# Adagrad


## The Algorithm

We use the variable $\mathbf{s}_t$ to accumulate past gradient variance as follows.

$$\begin{aligned}
    \mathbf{g}_t & = \partial_{\mathbf{w}} l(y_t, f(\mathbf{x}_t, \mathbf{w})), \\
    \mathbf{s}_t & = \mathbf{s}_{t-1} + \mathbf{g}_t^2, \\
    \mathbf{w}_t & = \mathbf{w}_{t-1} - \frac{\eta}{\sqrt{\mathbf{s}_t + \epsilon}} \cdot \mathbf{g}_t.
\end{aligned}$$


In [None]:
%matplotlib inline
import math
import tensorflow as tf
from dl import tensorflow as dl


In [None]:
def adagrad_2d(x1, x2, s1, s2):
    eps = 1e-6
    g1, g2 = 0.2 * x1, 4 * x2
    s1 += g1**2
    s2 += g2**2
    x1 -= eta / math.sqrt(s1 + eps) * g1
    x2 -= eta / math.sqrt(s2 + eps) * g2
    return x1, x2, s1, s2

def f_2d(x1, x2):
    return 0.1 * x1**2 + 2 * x2**2

eta = 0.4
dl.show_trace_2d(f_2d, dl.train_2d(adagrad_2d))

In [None]:
eta = 2
dl.show_trace_2d(f_2d, dl.train_2d(adagrad_2d))

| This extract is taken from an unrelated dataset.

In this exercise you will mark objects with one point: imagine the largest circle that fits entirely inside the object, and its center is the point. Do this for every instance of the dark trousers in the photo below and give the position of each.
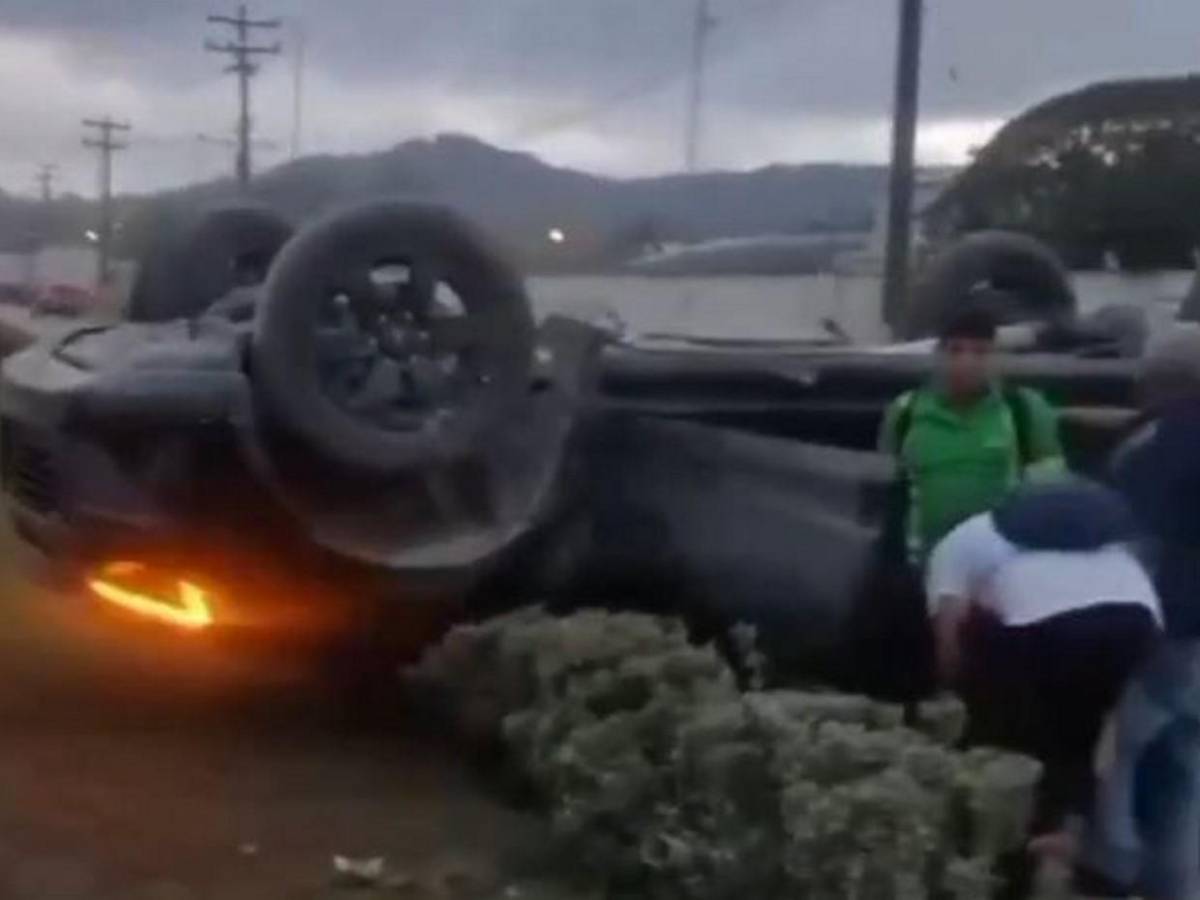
(1045, 689)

## Implementation from Scratch


In [None]:
def init_adagrad_states(feature_dim):
    s_w = tf.Variable(tf.zeros((feature_dim, 1)))
    s_b = tf.Variable(tf.zeros(1))
    return (s_w, s_b)

def adagrad(params, grads, states, hyperparams):
    eps = 1e-6
    for p, s, g in zip(params, states, grads):
        s[:].assign(s + tf.math.square(g))
        p[:].assign(p - hyperparams['lr'] * g / tf.math.sqrt(s + eps))

In [None]:
data_iter, feature_dim = dl.get_data_ch11(batch_size=10)
dl.train_ch11(adagrad, init_adagrad_states(feature_dim), {'lr': 0.1},
               data_iter, feature_dim);

## Concise Implementation



In [None]:
trainer = tf.keras.optimizers.Adagrad
dl.train_concise_ch11(trainer, {'learning_rate': 0.1}, data_iter)